No offense taken, you just asked for opinions and I gave you mine! :goodjob:

FWIW, I don't doubt the science behind UV, I just couldn't trust an electronic gadget as my sole means of water treatment. I think it is a great idea for a supplemental means of purification though. I edited my post above to show that when I go out again I will be taking both a filter and the SteriPen. Overkill? Yes it is, but that is based on my own worst case experience in the backcountry. FYI, as rare as they might be, there are pathogens out there that cannot be eradicated once they take hold. Or perhaps as doctors have told me, that the damage they cause can not be undone. Or as other doctors have told me that it might be possible to get rid of the pathogen if they just knew what it was...

Happy Trails!
:cheers:
 

taekwondodo

LifeTime Supporter
Apr 26, 2009
419
The number one problem with UV is that the bulb can continue to work and it looks the same, long after the output of the UV rays themselves degrade and become ineffective. A good bulb will last several thousand hours though. (I use UV for my Pond - lasts for about 1 1/2 years and then all of the sudden algae comes back). As little as you will use your water thingy, you should be good as long as the bulb is replaced every few years... just remember though that because you see it on, doesn't mean its generating UV rays.
 

svenpup

LifeTime Supporter
Nov 18, 2009
835
Sacramento, CA
taekwondodo, thanks for the info. The one I ordered actually has a use counter and lets you know when the bulb is done (probably conservatively).
 

svenpup

LifeTime Supporter
Nov 18, 2009
835
Sacramento, CA
So Beez,

This weekend we will be trying the Steripen for the first time.

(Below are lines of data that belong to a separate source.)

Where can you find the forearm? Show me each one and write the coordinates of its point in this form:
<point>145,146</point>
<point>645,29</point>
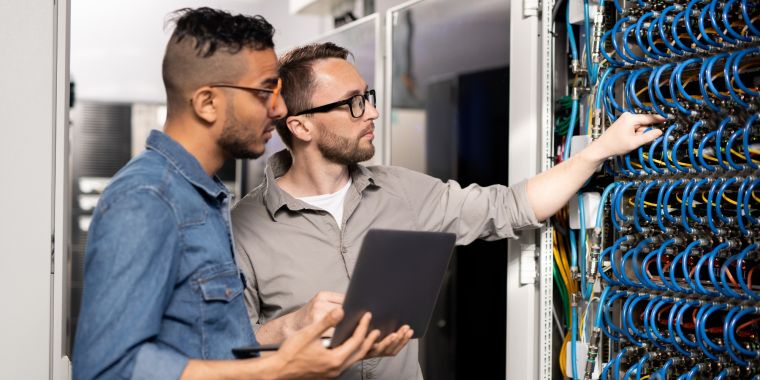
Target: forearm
<point>549,191</point>
<point>262,368</point>
<point>276,330</point>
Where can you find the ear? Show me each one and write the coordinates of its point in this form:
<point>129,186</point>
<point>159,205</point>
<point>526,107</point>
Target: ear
<point>300,127</point>
<point>206,104</point>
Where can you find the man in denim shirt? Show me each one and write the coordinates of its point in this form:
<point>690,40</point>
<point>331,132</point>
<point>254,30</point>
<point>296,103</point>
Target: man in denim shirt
<point>163,296</point>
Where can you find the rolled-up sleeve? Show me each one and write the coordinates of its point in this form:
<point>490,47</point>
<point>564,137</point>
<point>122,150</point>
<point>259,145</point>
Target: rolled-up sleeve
<point>130,269</point>
<point>474,212</point>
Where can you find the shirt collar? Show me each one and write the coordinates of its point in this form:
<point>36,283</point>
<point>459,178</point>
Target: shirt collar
<point>278,164</point>
<point>186,164</point>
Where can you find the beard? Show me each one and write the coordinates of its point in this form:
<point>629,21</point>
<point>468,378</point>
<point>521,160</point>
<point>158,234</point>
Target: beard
<point>237,138</point>
<point>343,150</point>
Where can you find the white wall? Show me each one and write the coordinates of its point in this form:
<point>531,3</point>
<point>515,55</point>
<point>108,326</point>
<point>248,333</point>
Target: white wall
<point>117,46</point>
<point>27,106</point>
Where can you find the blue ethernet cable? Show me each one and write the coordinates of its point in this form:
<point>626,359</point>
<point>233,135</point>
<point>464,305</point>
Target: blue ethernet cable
<point>676,37</point>
<point>691,136</point>
<point>632,253</point>
<point>719,200</point>
<point>647,218</point>
<point>727,24</point>
<point>717,28</point>
<point>614,62</point>
<point>745,139</point>
<point>729,344</point>
<point>674,154</point>
<point>700,332</point>
<point>615,44</point>
<point>704,89</point>
<point>652,149</point>
<point>653,321</point>
<point>720,286</point>
<point>627,32</point>
<point>678,322</point>
<point>637,200</point>
<point>735,69</point>
<point>646,316</point>
<point>674,266</point>
<point>727,77</point>
<point>719,140</point>
<point>740,206</point>
<point>684,267</point>
<point>666,200</point>
<point>645,274</point>
<point>723,271</point>
<point>687,23</point>
<point>650,39</point>
<point>747,196</point>
<point>739,272</point>
<point>637,32</point>
<point>665,150</point>
<point>731,332</point>
<point>690,203</point>
<point>671,321</point>
<point>701,21</point>
<point>730,147</point>
<point>658,261</point>
<point>747,19</point>
<point>710,201</point>
<point>628,313</point>
<point>701,154</point>
<point>674,94</point>
<point>661,29</point>
<point>699,288</point>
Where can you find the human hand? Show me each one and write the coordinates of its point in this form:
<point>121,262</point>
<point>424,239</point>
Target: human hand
<point>627,133</point>
<point>392,344</point>
<point>317,308</point>
<point>303,355</point>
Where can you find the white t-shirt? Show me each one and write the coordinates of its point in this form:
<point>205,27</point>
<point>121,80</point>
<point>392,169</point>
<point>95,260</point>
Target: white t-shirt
<point>332,203</point>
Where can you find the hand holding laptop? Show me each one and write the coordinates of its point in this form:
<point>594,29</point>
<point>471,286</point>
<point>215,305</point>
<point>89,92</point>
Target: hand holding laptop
<point>324,302</point>
<point>304,353</point>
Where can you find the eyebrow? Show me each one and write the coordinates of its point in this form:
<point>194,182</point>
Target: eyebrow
<point>356,92</point>
<point>270,82</point>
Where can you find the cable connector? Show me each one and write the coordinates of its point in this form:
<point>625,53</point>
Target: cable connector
<point>593,351</point>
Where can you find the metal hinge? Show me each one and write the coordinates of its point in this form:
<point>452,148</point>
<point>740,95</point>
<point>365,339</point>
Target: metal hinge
<point>52,254</point>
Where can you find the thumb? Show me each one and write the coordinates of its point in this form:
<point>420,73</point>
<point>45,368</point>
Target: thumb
<point>315,330</point>
<point>649,136</point>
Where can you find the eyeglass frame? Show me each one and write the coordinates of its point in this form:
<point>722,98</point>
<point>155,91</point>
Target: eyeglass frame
<point>331,106</point>
<point>274,91</point>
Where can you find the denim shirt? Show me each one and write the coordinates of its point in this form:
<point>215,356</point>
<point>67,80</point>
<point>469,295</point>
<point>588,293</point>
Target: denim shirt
<point>160,282</point>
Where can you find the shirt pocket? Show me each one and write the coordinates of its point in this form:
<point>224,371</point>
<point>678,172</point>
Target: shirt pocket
<point>219,286</point>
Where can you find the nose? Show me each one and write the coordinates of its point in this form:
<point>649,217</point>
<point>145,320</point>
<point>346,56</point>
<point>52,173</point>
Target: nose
<point>279,109</point>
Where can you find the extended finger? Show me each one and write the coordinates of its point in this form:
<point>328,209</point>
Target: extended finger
<point>357,338</point>
<point>646,119</point>
<point>316,330</point>
<point>403,341</point>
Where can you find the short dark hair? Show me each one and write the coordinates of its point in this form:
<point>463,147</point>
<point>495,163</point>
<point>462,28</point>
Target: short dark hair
<point>298,79</point>
<point>203,46</point>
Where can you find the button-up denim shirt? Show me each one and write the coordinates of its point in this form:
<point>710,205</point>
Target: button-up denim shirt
<point>160,282</point>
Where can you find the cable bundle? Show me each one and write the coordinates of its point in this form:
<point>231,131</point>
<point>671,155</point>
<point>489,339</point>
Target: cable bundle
<point>679,264</point>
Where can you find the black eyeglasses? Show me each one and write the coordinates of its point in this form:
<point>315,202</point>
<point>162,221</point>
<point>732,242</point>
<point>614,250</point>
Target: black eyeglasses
<point>356,104</point>
<point>271,93</point>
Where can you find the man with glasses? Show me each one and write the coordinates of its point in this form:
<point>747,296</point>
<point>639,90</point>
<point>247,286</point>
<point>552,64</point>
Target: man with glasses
<point>299,233</point>
<point>162,294</point>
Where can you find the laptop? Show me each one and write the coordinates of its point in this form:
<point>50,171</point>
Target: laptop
<point>398,277</point>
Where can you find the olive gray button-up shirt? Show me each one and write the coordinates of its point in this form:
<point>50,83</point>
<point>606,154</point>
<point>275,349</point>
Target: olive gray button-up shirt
<point>290,250</point>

I will let you know if I wind up spewing out of both ends :mrgreen: :oops: :shock:

We are heading to Dardanelles Lake in the Eldorado National Forest:

 

Richard320

TFP Expert
LifeTime Supporter
Jan 6, 2010
20,796
San Dimas, CA (LA County)
svenpup said:
So Beez,

This weekend we will be trying the Steripen for the first time.

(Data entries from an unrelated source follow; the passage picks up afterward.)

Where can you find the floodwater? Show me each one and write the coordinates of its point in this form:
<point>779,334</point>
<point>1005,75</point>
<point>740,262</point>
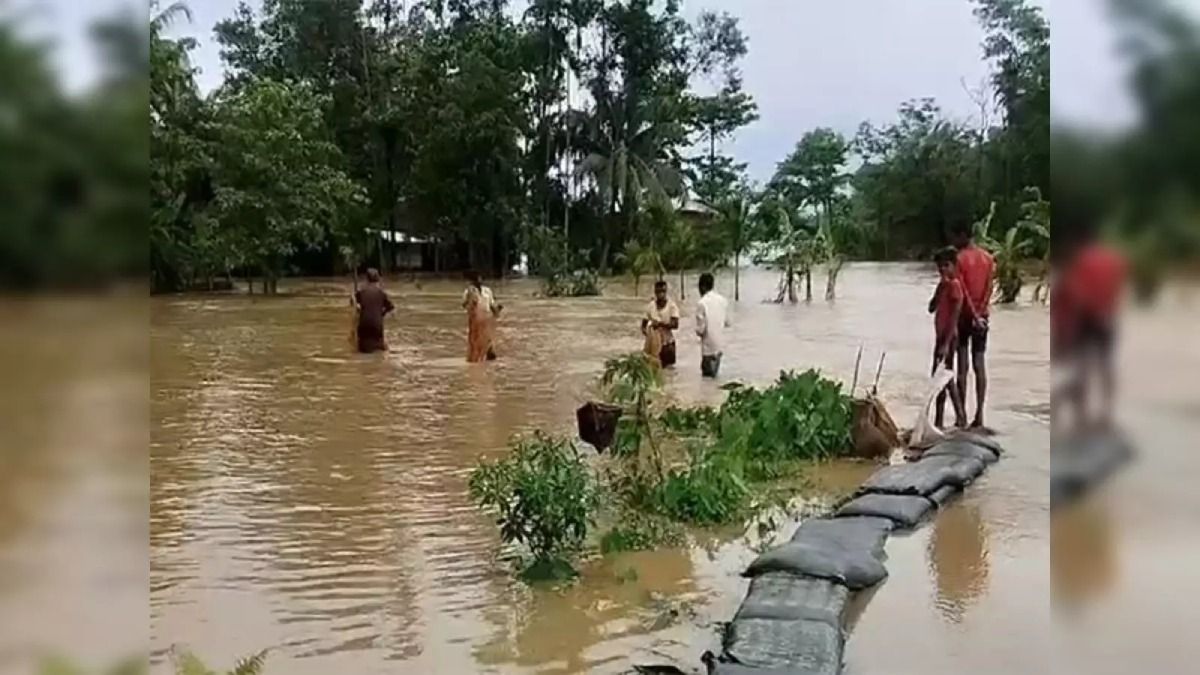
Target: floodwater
<point>312,501</point>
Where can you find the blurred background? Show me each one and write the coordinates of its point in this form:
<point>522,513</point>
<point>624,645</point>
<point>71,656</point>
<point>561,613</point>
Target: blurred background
<point>1126,161</point>
<point>73,344</point>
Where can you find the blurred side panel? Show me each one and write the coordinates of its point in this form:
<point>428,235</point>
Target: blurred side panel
<point>1126,193</point>
<point>73,341</point>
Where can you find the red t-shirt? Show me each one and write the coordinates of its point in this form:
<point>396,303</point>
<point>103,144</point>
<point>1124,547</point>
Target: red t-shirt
<point>1093,282</point>
<point>976,270</point>
<point>951,296</point>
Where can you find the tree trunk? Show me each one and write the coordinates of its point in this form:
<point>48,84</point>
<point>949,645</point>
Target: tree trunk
<point>605,250</point>
<point>737,275</point>
<point>832,281</point>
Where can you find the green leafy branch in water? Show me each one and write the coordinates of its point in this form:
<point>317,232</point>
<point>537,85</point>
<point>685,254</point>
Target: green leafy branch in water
<point>629,382</point>
<point>756,436</point>
<point>738,459</point>
<point>545,497</point>
<point>185,663</point>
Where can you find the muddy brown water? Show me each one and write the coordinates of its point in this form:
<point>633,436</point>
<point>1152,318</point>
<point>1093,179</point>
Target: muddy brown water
<point>312,501</point>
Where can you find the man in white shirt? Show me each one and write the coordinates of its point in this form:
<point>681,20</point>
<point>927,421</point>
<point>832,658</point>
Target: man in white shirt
<point>712,320</point>
<point>663,315</point>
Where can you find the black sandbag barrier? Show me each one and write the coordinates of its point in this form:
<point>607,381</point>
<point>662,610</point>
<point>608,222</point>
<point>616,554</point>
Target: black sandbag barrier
<point>961,448</point>
<point>905,511</point>
<point>813,647</point>
<point>792,620</point>
<point>780,596</point>
<point>845,550</point>
<point>924,476</point>
<point>719,668</point>
<point>1080,464</point>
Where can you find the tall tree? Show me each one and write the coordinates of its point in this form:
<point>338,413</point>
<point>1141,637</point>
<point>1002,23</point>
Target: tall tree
<point>279,178</point>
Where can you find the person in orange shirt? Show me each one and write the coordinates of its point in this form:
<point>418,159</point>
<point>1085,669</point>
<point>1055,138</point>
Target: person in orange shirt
<point>947,306</point>
<point>977,270</point>
<point>1090,293</point>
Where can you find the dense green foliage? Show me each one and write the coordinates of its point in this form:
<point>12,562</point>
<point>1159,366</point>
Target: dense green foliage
<point>469,126</point>
<point>545,497</point>
<point>455,123</point>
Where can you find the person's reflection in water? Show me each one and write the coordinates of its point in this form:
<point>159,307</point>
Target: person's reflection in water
<point>1083,565</point>
<point>958,559</point>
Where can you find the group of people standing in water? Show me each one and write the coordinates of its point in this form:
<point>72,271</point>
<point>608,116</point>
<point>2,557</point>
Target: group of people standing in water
<point>661,320</point>
<point>659,323</point>
<point>372,304</point>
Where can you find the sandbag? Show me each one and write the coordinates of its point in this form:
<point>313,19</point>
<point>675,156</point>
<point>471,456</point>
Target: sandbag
<point>945,495</point>
<point>719,668</point>
<point>923,477</point>
<point>808,647</point>
<point>852,533</point>
<point>1080,464</point>
<point>961,448</point>
<point>969,436</point>
<point>924,434</point>
<point>849,551</point>
<point>905,511</point>
<point>786,597</point>
<point>873,432</point>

I will let you know if I wind up spewing out of both ends :mrgreen: :oops: :shock:

We are heading to Dardanelles Lake in the Eldorado National Forest:
If you wanna preview some other great places, check out this website. Last time I did a long backpack, it was the Rae Lakes Loop, including the brutal climb over Glen Pass. This guy's got pictures of it. Looks pretty much like my pictures - except I'm not in any of them.